1

I am trying to use apoc.periodic.iterate to reduce heap usage when doing very large transactions in a Neo4j database. I've been following the advice given in this presentation. BUT, my results are differing from those observed in those slides.

First, some notes on my setup:

  • Using Neo4j Desktop, graph version 4.0.3 Enterprise, with APOC 4.0.0.10
  • I'm calling queries using the .NET Neo4j Driver, version 4.0.1.
  • neo4j.conf values:
    • dbms.memory.heap.initial_size=2g
    • dbms.memory.heap.max_size=4g
    • dbms.memory.pagecache.size=2g

Here is the cypher query I'm running:

CALL apoc.periodic.iterate(
"UNWIND $nodes AS newNodeObj RETURN newNodeObj",
"CREATE(n:MyNode)
SET n = newNodeObj",
{batchSize:2000, iterateList:true, parallel:false, params: { nodes: $nodes_in } }
)

And the line of C#:

var createNodesResCursor = await session.RunAsync(createNodesQueryString, new { nodes_in = nodeData });

where createNodesQueryString is the query above, and nodeData is a List<Dictionary<string, object>> where each Dictionary has just three entries: 2 strings, 1 long.

When attempting to run this to create 1.3Million nodes I observe the heap usage (via JConsole) going all the way up to the 4GB available, and bouncing back and forth between ~2.5g - 4g. Reducing the batch size makes no discernible difference, and upping the heap.max_size causes the heap usage to shoot up to almost as much as that value. It's also really slow, taking 30+ mins to create those 1.3 million nodes.

Does anyone have any idea what I may be doing wrong/differently to the linked presentation? I understand my query is doing a CREATE whereas in the presentation they are only updating an already loaded dataset, but I can't imagine that's the reason my heap usage is so high.

Thanks

cybersam
  • 63,203
  • 6
  • 53
  • 76

1 Answers1

1

My issue was that although using apoc.periodic.iterate, I was still uploading that large 1.3million node data set to the database as a parameter for the query!

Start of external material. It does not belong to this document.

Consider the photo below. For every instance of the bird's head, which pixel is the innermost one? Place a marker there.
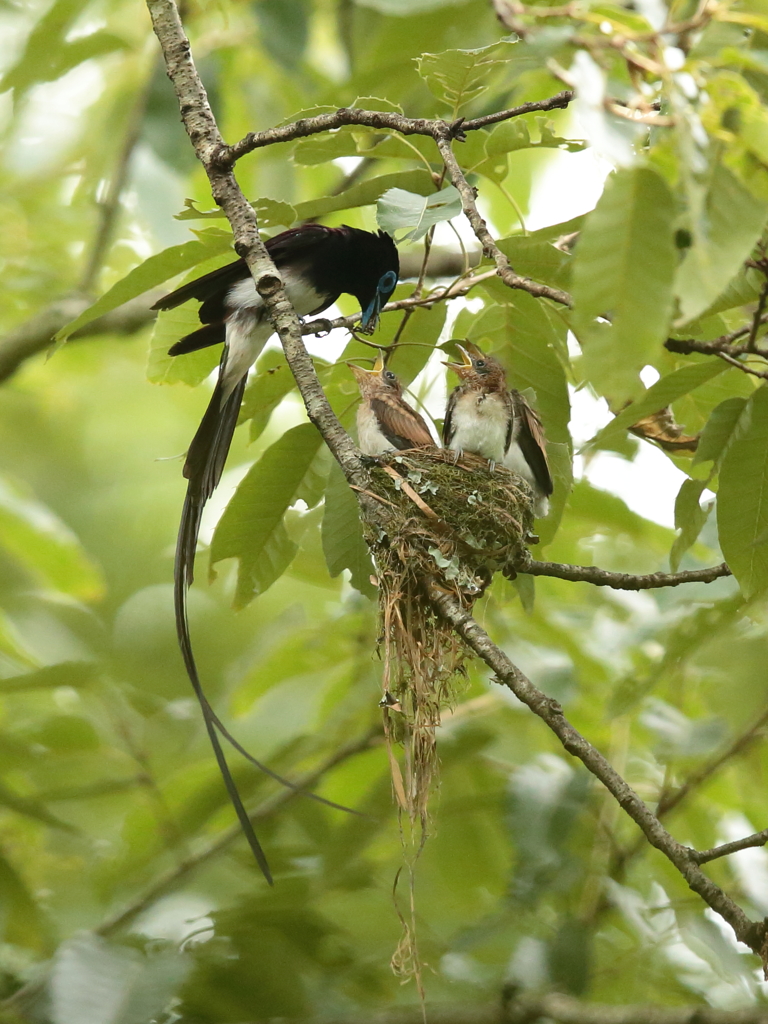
(376, 275)
(477, 370)
(377, 380)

Modifying my code to do the batching myself as follows fixed my heap usage problem, and the slowness problem:

  const int batchSize = 2000;
  for (int count = 0; count < nodeData.Count; count += batchSize)
  {
    string createNodesQueryString = $@"
      UNWIND $nodes_in AS newNodeObj
      CREATE(n:MyNode)
      SET n = newNodeObj";

    int length = Math.Min(batchSize, nodeData.Count - count);

    var createNodesResCursor = await session.RunAsync(createNodesQueryString,
                                                new { nodes_in = nodeData.ToList().GetRange(count, length) });

    var createNodesResSummary = await createNodesResCursor.ConsumeAsync();
  }